Allyship through amplification: How choices make culture
Last month our Head of Diversity, Careers and Outreach, Lindsay Jack, delivered the closing keynote address, ‘Allyship through Amplification’, at the Association of Law Teachers 60th anniversary Annual Conference. Now, Lindsay reflects on the experience and shares why you should prioritise amplifying the stories of underrepresented and marginalised voices.
When invited to deliver the closing keynote address at a national annual conference it is difficult to choose the more prevalent feeling between nervousness and pride. I said yes, gave space to both, and set about the task I had been given - reflecting on two decades of work on widening participation in the legal profession and education. When contemplating the conference theme of ‘Law Schools as a Place of Useful Learning’ there seemed to me to be an obvious place to start – a place of useful learning for whom? Working through this idea allowed me to make the link to allyship through amplification, an idea that I had been developing as I deepened my understanding of allyship in recent years.
To me this is the next vital step, not just in higher education but in the wider legal sector. Allyship in and of itself relies on us standing with and standing up for people whose identities and backgrounds do not match our own. So, then, surely allyship without amplification is just good friendship? We need to DO something with what we learn about others. We need to be intentional, and call attention to doing this work in order that we amplify allyship itself. When we do this, we highlight the power allyship can have and we take the work to a new level. We encourage others to see the part they can play in lifting unheard, under-represented and marginalised voices.
“Allyship without amplification is just good friendship. We need to DO something with what we learn about others.”
To amplify allyship, you need to take time to understand who is being affected and what roadblocks might be in place that mean under-represented and marginalised voices aren’t being seen or, in the worst case scenario, don’t see studying law or the legal profession as an attainable goal.
Going back to the idea of ‘for whom?, the best place to start is by considering who can access law schools. More specifically, who can, who can’t and who doesn’t attend law school, and what can and should we do to influence that? To answer this, consider these three key things:
- data (the context and makeup of our institutions, including statistics and narrative);
- allyship (to promote unheard or under-represented voices in spaces they are not yet in) and;
- culture (including the role we all play in shaping organisational and institutional culture).
Throughout my years of working with thousands of school pupils and college students, it might come as no surprise that I have heard countless remarks from them along the lines of, ‘I don’t belong here’, ‘This place isn’t for the likes of me’ and ‘People like me don’t go to places like this’. For those of us in law, or law adjacent, I argue that no matter your background, you can use your voice to lift up others. If there’s ever a reason to commit to amplifying your allyship, it’s for the students who have shared these words with me, and the countless others who felt it but didn’t say it.

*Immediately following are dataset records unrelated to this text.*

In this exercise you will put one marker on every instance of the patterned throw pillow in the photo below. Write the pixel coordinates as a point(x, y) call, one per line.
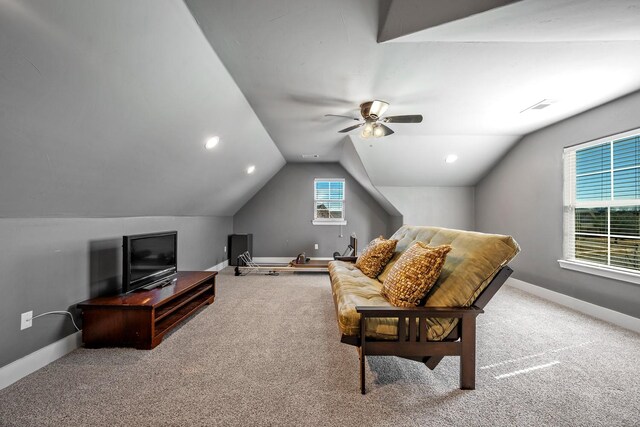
point(375, 256)
point(413, 275)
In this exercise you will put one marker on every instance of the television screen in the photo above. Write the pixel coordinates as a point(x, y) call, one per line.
point(148, 259)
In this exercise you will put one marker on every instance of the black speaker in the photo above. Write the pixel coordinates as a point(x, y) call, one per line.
point(239, 244)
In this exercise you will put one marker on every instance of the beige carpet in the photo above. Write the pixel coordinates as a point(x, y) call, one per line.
point(267, 352)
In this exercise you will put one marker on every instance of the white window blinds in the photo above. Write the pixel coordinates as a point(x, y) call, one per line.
point(602, 202)
point(329, 198)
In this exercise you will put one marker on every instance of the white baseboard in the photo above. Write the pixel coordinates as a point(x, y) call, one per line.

This isn’t an issue that is just affecting our students. In the latest results of the Profile of the Profession survey when asked about equitable progression, 63% of respondents said that unconscious bias and traditional networks and routes to promotion exclude minority ethnic solicitors. As well as scrutinizing those routes to promotion, allyship through amplification is instrumental to ensuring everyone has equitable access to support, jobs and wider development opportunities.

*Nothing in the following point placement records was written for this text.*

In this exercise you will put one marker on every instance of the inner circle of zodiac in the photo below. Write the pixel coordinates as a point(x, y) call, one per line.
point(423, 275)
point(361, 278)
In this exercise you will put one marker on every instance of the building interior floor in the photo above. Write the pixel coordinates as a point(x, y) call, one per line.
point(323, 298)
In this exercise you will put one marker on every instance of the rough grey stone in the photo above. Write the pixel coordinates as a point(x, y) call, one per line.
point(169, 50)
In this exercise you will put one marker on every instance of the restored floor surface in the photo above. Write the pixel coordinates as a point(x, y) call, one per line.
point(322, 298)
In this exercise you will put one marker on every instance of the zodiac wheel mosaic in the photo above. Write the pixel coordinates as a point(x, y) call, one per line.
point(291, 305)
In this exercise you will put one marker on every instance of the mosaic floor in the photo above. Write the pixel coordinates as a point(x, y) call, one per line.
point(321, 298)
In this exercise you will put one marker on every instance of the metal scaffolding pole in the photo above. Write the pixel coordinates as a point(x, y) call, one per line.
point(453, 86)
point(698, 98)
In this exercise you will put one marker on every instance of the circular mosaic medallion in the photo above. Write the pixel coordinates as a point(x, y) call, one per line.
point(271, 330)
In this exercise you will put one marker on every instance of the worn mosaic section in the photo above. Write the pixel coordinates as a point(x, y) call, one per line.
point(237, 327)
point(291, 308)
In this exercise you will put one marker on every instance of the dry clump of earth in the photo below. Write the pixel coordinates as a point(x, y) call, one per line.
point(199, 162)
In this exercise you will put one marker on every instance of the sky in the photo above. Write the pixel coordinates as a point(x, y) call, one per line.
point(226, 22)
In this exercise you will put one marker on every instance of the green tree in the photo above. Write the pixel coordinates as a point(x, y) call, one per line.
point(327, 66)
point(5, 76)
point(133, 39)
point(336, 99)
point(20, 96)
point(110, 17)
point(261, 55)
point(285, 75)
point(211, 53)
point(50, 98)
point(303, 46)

If under-represented and marginalised voices don’t consider themselves part of these spaces or don’t hear others encouraging them along the way, how can we continue to make strides in ensuring we have a profession that is for everyone? To push this work on we must be curious about people, take their stories into the spaces they might not yet be and advocate for them being there. Be intentional.
Finally, if I can leave you with the same advice I gave the attendees of the Association of Law Teachers Annual Conference 2025:
- Commit to listening and learning. We are all at different stages in our learning journey, so we must be patient with ourselves and each other.
- Commit to interrogating the role we as individuals have in shaping the cultures we work and live in.
- Whatever role you have in the legal profession, your work is about people. ‘What we do, what we say and how we treat each other really matters.’ (Speirs, 2024).
As John Amaechi (Psychologist, Consultant and former pro-basketball player) says, 'People make choices, and choices make culture.' We can choose to do better.